Asıl önemlisi: “HAYIR” ın başarısı sonrasını örgütleyecek ve yönetecek bir seçenek olduğumuzu göstermek “haaa bunlar kalıcı galiba” dedirtebilmek. 7 Haziran’da halk yönetmeye aday bir akıl ve öneri gördü, bomba patladığında galeyana gelinmesine engel olan, yöneten örgütlü bir güce şahitlik etti.
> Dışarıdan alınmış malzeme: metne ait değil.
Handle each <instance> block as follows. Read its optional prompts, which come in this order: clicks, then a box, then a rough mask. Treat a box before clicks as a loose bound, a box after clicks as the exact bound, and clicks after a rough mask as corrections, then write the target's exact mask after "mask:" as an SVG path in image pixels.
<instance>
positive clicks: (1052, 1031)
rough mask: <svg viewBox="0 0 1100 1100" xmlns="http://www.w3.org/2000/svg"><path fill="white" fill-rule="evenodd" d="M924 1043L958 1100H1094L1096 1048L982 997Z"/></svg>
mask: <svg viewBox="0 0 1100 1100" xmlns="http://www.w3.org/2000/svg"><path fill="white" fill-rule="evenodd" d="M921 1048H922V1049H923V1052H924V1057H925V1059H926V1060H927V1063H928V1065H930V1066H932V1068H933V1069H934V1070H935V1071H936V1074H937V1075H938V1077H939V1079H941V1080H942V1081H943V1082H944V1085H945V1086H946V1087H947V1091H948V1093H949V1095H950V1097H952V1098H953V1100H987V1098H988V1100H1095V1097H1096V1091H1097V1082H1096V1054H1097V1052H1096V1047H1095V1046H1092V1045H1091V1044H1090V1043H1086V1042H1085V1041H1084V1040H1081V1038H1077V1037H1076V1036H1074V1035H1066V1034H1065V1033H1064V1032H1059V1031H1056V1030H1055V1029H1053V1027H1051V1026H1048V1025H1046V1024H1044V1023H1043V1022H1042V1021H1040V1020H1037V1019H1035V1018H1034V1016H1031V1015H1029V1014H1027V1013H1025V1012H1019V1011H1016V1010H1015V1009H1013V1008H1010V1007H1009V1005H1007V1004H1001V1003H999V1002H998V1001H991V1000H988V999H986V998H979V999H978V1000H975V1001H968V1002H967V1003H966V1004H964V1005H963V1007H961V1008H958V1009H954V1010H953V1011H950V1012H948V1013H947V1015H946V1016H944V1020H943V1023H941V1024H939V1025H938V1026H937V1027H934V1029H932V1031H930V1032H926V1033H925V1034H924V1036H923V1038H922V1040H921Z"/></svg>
Bu nedenle onca yok olan şehre kutuplaşmaya rağmen HDP’nin oy oranı bugün hiç bir anket sonucunda %10’un altında düşmemiştir. Şehirler yıkılırken suranlar bile şimdi Kürt Halkı’nın oyları ne olacak diye gündemlerine taşıyorlar.  Görürsünüz ne olacak.

**

Şunu da bilelim: HDP gerçek bir kapsayıcılıkla “HAYIR” kampanyasına zarar vermemek için ciddi bir hassasiyet gösteriyor. Ayhan Bilgen “‘Hayır' kampanyası yürüten partilerle birlikte olmadan örgütlenme hassasiyetini göstermeye çalışıyoruz..” dedi. Her yerde blok çalışmanın en doğru yolu aranıyor. CHP’nin tutumuna rağmen bıkmadan usanmadan bir araya gelinmeye gayret gösteriliyor.

**

Bugüne kadar bildiğini en keskin kavramlarla ifade etmekten, sola solun propagandasını yapmaktan kendini alamayan muhalif anlayış için zor olacak ama olacak. Genel gelişme cebine veya evine dayanana kadar başkanlık konusu ile ilgilenmeyen insanlara sesleneceğiz. Bugüne kadar “devlet baba” kavramına bağlı kalmış kimin eline geçerse geçsin devlete laf söyletmemiş insanlarla buluşmak ve kaynaşmak zorundayız. Bu süreç bize böyle bir imkan sunuyor. Halka en büyük şerre karşı en büyük hayrı işlediğimizi anlatma şansına sahibiz. Bu şansı iyi değerlendirelim.